Snap Kitchen fmr Product Lead on Managing Complex Products
Complex Products: Building Successful Brands
When I was at Snap Kitchen, we invested a lot of time in customer research to optimize complex products. We conducted persona interviews and looked carefully at how to cater to each one, whether they were fitness, trendy, foodie, etc. This enabled us to position ourselves strategically in the highly competitive food market.
To build brand loyalty, so much depends on quality, especially in the food industry. We also did a lot of broader market research. For instance, after studying our competitors on social media, reducing waste is something that resonates with customers. People didn’t like a lot of packaging, so we minimized this as much as possible.
When you hear and act upon customer concerns, it builds brand trust. Also, users appreciate the story of how the brand’s foundation and our commitment to giving back (e.g., food bank donations).
How did we come up with new dishes? We looked at trends and direct customer feedback. We would talk to chefs and nutritionists, and we were the taste testers. Like software testing, Snap Kitchen would perform small tests and even give away meals in exchange for feedback. You have to be nimble, be willing to cut losses and move laterally if needed.
A lot of times, we saw folks buying a very regular, simple meal to decide if they liked us before trying more interesting meals. Those common standards are essential to have on your menu, and you have to do it right – especially with complex products like those in the food industry.
What Winners Do
What makes food companies succeed? In my opinion, those that seek the greater good seem to do better. For example, sweetgreen goes out of the way to find leaves that are nutritious but not typically thought of as food. In this way, they educate customers and eliminate environmental waste. To go the extra mile for the consumer, you have to listen to them in every sense – even when they seem to go off on tangents.

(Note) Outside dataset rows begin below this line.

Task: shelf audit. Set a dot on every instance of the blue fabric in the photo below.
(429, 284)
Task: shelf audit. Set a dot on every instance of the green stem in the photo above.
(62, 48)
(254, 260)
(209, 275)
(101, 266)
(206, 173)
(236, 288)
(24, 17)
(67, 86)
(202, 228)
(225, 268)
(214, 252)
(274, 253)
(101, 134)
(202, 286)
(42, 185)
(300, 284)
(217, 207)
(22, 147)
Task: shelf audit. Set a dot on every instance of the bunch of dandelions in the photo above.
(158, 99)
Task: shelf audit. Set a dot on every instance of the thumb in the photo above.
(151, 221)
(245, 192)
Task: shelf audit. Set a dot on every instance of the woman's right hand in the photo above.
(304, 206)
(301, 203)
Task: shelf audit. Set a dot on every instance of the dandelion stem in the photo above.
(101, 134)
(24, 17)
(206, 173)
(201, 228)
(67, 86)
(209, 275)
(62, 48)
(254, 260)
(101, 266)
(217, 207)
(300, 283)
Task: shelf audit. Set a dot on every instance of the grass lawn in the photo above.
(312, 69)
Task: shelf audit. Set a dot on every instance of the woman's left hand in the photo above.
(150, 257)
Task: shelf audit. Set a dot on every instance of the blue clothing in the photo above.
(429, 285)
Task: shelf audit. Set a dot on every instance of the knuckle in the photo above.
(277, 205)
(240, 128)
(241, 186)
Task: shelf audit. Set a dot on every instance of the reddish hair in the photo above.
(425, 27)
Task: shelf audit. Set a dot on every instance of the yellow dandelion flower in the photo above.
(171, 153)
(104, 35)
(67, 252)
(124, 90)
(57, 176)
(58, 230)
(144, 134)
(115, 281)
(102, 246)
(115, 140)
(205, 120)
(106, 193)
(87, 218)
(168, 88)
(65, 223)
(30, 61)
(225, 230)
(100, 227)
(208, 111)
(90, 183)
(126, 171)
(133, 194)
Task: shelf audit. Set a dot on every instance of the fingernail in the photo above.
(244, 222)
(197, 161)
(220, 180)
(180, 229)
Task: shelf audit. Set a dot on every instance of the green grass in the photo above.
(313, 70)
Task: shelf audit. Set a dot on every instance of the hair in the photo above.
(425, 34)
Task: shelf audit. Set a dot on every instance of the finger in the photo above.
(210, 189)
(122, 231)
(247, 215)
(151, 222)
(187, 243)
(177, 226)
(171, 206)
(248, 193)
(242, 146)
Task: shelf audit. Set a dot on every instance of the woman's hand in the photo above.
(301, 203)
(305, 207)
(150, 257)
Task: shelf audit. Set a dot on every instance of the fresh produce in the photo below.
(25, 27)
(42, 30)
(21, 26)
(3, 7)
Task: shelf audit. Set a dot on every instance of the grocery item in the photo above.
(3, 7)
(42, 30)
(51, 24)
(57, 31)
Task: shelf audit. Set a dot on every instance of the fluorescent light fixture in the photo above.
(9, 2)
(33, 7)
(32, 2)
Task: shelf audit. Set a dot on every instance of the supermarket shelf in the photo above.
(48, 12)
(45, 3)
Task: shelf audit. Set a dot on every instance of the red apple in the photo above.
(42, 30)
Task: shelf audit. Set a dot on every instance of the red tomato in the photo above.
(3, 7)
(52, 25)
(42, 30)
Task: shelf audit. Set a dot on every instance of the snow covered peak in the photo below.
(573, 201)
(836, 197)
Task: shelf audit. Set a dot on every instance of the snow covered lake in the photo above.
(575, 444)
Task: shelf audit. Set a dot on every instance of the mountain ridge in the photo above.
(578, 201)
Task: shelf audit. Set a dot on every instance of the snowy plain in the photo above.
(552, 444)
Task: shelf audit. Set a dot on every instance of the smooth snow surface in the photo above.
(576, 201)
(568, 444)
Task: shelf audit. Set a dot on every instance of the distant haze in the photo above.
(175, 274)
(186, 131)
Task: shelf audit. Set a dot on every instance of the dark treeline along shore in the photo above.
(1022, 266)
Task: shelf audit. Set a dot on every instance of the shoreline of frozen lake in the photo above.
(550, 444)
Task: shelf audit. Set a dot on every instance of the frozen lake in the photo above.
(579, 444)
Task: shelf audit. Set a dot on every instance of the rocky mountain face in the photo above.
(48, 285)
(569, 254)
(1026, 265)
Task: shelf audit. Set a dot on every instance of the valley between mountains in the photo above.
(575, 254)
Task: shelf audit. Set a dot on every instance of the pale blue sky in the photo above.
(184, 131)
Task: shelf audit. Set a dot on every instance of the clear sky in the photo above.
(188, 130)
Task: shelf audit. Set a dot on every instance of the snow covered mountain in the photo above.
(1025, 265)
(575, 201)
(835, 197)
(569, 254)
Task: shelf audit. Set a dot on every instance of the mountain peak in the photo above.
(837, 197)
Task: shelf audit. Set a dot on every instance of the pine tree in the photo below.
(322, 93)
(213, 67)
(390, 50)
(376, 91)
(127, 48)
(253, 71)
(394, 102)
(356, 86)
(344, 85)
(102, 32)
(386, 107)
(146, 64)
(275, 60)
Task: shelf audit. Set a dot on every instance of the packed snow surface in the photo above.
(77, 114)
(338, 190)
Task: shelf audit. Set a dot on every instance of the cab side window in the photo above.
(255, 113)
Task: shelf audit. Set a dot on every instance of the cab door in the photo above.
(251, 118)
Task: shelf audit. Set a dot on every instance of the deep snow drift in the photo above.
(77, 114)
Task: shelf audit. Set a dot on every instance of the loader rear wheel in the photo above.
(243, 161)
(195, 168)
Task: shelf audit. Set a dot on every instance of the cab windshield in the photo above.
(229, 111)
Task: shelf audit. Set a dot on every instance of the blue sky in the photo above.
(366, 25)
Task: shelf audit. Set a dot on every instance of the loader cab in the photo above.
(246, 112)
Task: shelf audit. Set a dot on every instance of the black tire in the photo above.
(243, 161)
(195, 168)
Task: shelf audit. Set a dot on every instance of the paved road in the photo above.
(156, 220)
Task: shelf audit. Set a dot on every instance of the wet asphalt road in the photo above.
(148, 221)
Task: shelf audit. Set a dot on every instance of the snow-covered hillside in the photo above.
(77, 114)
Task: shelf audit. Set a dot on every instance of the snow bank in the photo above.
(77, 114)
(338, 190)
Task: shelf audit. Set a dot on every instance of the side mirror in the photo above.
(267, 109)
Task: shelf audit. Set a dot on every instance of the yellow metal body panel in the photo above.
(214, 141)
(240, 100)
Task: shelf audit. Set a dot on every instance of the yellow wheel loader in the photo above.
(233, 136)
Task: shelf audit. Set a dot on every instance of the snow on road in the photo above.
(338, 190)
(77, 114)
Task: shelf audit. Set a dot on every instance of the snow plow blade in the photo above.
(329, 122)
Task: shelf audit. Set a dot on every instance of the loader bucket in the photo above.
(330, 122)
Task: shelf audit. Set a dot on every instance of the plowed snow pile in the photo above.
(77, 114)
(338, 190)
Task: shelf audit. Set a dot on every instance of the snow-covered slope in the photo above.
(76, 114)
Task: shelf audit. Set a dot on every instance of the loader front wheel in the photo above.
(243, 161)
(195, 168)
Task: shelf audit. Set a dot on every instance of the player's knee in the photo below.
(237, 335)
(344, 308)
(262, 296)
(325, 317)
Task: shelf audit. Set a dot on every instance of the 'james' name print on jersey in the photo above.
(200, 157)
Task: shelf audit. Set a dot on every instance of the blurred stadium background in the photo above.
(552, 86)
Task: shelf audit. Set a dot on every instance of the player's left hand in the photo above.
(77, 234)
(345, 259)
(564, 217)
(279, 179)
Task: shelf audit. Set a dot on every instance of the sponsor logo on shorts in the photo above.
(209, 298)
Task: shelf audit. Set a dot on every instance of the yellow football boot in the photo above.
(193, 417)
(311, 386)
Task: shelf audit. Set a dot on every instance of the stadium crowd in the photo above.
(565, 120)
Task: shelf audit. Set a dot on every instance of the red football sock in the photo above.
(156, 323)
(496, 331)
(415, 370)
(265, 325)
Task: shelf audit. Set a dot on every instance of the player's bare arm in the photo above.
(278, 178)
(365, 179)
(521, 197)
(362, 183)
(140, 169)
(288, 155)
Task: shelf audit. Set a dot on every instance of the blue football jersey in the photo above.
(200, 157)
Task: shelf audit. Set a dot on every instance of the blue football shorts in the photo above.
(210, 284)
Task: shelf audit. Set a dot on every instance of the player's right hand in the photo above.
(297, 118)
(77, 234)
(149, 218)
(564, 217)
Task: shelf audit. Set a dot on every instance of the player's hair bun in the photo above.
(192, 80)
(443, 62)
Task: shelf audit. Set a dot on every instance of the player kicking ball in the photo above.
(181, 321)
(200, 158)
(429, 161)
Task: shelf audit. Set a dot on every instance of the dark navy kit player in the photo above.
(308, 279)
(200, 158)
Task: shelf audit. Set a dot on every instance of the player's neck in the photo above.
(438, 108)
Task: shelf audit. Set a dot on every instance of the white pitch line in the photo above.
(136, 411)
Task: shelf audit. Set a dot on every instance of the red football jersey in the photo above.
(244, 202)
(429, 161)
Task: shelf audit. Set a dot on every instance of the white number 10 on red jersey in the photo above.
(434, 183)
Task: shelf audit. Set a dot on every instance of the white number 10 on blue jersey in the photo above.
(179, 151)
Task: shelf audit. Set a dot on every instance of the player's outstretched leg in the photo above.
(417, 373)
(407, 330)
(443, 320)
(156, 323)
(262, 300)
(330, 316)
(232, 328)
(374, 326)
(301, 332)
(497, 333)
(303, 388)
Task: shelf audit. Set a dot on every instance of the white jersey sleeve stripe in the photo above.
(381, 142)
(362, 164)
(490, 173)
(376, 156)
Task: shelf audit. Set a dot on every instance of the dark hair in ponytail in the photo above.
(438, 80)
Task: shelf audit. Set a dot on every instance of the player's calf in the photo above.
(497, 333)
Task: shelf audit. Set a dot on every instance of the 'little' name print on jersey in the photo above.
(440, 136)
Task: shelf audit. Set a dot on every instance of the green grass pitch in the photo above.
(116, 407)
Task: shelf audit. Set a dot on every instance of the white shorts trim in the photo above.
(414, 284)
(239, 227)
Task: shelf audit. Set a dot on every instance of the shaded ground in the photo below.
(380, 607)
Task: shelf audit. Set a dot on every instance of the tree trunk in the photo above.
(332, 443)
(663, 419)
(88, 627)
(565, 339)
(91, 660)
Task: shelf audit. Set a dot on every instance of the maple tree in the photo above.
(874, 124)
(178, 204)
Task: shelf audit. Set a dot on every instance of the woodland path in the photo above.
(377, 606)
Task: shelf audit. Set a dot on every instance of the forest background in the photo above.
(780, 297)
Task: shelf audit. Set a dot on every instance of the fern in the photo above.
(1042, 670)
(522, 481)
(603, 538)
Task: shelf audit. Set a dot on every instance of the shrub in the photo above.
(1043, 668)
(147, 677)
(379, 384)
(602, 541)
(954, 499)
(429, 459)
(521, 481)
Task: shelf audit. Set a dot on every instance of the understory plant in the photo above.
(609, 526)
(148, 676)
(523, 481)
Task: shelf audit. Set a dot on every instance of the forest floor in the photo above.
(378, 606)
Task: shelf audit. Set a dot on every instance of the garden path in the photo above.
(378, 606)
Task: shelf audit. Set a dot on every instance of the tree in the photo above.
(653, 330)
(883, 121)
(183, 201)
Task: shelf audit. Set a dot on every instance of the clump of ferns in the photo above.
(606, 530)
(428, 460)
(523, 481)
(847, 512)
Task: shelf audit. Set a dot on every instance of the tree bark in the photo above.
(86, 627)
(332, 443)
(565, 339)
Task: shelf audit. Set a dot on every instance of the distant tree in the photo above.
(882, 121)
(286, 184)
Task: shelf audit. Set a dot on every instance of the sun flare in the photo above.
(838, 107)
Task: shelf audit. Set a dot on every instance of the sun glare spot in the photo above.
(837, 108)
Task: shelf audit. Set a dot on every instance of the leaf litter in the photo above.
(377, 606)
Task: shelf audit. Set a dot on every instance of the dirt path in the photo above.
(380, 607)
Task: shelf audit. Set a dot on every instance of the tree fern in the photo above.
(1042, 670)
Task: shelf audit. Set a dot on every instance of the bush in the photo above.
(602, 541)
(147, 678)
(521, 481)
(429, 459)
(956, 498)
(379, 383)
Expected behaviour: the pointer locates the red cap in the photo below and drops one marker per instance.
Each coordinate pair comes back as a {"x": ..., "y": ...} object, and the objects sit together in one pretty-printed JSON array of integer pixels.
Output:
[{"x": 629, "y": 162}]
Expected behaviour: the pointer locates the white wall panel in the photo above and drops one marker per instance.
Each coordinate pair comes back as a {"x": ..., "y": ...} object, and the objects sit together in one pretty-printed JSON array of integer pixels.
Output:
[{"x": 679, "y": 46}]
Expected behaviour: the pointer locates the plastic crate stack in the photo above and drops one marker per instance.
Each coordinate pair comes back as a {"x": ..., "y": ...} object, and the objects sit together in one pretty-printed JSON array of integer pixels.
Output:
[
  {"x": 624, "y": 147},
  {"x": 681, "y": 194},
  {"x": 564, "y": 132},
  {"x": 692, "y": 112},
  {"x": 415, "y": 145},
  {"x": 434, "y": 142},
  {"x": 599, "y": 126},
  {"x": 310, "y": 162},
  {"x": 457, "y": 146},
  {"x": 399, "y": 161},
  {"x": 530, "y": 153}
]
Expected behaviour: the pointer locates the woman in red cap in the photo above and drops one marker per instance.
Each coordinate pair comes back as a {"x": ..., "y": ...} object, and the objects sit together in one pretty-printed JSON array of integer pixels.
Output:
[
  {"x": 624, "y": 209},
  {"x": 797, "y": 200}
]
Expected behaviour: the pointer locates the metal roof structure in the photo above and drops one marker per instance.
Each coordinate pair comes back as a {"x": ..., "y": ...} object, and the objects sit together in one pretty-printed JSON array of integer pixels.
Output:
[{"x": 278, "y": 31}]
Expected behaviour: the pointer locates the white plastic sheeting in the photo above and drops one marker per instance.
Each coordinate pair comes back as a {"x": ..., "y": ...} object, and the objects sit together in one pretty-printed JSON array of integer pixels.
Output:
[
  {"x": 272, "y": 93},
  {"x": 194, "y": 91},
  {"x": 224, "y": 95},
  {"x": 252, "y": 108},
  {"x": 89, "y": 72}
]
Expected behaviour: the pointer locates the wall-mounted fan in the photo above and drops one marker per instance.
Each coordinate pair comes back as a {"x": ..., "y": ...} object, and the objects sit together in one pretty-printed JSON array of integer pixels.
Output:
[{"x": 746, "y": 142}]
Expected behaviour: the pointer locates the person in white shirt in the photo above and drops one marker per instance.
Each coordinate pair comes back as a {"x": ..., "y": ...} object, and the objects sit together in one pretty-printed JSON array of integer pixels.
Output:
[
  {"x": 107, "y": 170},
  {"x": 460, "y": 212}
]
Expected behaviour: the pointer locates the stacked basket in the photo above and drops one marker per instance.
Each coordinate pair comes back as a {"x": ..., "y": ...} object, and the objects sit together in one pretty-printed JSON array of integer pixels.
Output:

My most stressful experience? We came out with a meal subscription service which was based on specific lifestyles, such as keto, paleo, etc. We gave them a lot of flexibility and they loved it, but then a hurricane hit and food delivery services were shut down. Suddenly, we had to tell the customer, who placed an order for five days ago, that they couldn’t get their order. Sometimes too much customization can come back to haunt you.